Just 'cause I love my dog doesn't mean I'll love a dog book!
A picaresque novel
A short read. And I am sure I read it in the Women's Weekly when it first came out .. and that is where it belongs.
If I were good old Louis I would be hanging my head in shame about the money that the book is likely to be making from the film version. I can only hope that the published anecdotes by Nancy Gillespie (Red Dog) and Beverly Duckett (Red Dog : the Pilbara Wanderer) that were used by de Bernieres get a bit of flow-on cash.
The statue and stories tweaked de Bernieres interest while travelling in the area so he followed up on it (using the above mentioned publications) and wrote his own, slightly fictionalised, version. This is a loose string of rather repetitive anecdotes glued together with a lightweight narrative and one dimensional characterisation.

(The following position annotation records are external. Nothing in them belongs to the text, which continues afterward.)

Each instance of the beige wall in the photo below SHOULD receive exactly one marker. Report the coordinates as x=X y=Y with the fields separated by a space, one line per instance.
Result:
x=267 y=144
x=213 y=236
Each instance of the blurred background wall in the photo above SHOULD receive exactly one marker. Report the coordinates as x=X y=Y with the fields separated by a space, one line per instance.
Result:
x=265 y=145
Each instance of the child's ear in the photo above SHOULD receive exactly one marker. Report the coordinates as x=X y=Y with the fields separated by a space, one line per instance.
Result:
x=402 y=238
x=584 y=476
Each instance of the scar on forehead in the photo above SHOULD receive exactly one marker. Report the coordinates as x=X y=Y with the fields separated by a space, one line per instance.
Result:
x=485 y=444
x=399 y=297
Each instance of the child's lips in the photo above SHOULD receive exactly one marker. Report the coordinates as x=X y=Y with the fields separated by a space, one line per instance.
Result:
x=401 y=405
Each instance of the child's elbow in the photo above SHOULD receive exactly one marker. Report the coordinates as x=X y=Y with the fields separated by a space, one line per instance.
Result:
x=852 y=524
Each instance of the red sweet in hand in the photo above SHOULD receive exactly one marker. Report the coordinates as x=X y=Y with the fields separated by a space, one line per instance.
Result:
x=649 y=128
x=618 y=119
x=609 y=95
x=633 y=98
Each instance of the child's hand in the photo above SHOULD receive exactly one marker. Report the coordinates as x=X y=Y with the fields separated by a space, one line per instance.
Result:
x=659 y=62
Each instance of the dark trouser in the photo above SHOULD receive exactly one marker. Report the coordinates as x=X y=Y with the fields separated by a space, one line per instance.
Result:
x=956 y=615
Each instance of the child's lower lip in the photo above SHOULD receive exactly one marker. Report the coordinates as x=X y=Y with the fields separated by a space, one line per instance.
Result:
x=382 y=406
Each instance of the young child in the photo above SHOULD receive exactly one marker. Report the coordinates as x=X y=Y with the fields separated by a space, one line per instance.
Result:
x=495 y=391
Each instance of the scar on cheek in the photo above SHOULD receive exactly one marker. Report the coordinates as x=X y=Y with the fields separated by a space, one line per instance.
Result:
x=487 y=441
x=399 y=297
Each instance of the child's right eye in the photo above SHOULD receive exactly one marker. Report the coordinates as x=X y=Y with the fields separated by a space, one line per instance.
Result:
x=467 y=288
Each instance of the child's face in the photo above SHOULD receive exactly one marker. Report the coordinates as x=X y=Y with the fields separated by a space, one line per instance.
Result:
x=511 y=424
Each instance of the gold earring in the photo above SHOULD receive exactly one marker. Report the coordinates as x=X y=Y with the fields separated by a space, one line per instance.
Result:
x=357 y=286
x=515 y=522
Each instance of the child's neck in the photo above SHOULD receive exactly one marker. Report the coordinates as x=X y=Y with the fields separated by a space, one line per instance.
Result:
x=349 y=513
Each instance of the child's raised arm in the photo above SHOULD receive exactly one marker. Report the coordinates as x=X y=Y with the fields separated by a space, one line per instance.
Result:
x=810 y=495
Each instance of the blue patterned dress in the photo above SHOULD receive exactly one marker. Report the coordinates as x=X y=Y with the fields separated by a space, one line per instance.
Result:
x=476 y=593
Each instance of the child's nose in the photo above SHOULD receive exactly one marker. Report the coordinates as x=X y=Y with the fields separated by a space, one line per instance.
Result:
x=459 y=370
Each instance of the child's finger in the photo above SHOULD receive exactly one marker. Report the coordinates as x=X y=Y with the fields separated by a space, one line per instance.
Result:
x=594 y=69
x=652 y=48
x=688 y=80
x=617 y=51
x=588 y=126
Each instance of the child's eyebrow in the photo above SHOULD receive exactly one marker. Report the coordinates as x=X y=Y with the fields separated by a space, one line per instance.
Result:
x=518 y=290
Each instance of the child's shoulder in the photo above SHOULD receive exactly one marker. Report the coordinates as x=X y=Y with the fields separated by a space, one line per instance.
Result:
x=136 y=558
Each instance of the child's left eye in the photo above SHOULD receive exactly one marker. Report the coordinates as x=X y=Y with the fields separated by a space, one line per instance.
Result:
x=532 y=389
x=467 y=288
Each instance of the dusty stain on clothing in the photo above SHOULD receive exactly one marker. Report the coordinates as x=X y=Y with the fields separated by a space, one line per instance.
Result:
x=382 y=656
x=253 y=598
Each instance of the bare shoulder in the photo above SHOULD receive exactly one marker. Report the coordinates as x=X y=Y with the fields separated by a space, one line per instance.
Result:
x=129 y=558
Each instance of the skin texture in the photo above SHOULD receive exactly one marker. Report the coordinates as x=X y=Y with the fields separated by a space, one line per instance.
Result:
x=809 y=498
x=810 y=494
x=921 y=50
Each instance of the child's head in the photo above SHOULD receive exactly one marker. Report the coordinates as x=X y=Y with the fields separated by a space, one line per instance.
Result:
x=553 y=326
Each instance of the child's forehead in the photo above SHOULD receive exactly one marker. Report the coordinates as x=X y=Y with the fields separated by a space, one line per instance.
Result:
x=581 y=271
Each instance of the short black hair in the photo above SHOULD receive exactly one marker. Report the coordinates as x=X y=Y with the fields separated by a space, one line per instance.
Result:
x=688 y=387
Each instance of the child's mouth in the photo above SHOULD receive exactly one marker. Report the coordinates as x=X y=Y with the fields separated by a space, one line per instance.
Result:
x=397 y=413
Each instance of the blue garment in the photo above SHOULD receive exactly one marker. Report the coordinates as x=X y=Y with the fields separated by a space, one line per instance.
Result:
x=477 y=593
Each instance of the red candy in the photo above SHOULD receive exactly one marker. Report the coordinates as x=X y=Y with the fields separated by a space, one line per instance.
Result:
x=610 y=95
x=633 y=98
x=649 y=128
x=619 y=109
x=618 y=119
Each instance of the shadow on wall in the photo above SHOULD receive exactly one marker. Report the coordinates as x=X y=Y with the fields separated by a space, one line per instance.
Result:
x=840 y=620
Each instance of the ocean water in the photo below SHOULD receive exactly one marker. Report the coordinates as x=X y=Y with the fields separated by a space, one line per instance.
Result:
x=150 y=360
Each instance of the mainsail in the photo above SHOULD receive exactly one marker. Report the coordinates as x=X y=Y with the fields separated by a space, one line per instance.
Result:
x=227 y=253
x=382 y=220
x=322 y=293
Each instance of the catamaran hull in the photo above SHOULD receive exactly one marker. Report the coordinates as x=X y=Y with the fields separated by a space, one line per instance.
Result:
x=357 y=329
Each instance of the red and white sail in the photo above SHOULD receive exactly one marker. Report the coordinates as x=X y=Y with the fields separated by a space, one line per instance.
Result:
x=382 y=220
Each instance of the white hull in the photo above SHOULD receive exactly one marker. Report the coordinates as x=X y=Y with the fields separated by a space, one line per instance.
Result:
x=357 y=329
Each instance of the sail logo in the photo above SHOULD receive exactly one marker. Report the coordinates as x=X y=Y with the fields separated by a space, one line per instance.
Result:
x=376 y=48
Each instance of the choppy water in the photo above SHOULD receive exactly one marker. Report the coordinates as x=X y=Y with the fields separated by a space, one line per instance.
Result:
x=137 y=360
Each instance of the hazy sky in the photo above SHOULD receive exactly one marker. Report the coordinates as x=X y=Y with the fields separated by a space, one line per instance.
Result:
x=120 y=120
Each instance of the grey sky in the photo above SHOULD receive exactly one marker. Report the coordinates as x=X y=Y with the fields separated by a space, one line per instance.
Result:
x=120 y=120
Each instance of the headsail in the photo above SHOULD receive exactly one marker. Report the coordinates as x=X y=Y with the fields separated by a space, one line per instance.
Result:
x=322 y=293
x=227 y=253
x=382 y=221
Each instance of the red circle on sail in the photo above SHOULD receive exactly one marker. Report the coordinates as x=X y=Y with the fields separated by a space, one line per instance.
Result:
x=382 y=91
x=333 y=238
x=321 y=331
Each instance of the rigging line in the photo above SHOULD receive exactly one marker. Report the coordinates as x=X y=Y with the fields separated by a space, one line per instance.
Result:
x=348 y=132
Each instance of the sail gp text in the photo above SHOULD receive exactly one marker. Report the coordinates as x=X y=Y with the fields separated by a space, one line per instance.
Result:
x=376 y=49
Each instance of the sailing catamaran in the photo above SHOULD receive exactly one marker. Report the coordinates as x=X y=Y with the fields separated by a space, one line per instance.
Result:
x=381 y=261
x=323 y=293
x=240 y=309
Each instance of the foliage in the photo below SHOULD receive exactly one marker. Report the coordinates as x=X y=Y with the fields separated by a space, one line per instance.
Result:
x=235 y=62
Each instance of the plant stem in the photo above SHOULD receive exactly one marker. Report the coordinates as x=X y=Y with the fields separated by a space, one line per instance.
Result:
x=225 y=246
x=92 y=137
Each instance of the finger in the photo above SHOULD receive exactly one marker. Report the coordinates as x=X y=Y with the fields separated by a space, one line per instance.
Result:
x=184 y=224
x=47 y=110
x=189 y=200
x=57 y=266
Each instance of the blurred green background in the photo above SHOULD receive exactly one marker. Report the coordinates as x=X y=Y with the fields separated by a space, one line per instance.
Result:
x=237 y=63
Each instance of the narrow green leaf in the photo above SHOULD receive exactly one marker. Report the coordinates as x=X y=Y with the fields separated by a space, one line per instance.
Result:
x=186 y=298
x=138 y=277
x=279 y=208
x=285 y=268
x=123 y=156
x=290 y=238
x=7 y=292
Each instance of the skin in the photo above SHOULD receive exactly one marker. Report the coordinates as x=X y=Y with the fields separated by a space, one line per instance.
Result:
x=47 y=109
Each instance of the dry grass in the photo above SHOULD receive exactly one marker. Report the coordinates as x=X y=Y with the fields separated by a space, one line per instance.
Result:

This is not a serious read. It reads like a feature article in a tabloid magazine. Or great classroom reading for your struggling Year 7. It's nice enough but That's It ... underwhelming.
My gain from reading it was to find the term "Picaresque Narrative" in reviews of the book.
Picaresque : pertaining to, characteristic of, or characterized by a form of prose fiction, originally developed in Spain, in which the adventures of an engagingly roguish hero are described in a series of usually humorous or satiric episodes that often depict, in realistic detail, the everyday life of the common people: picaresque novel; picaresque hero.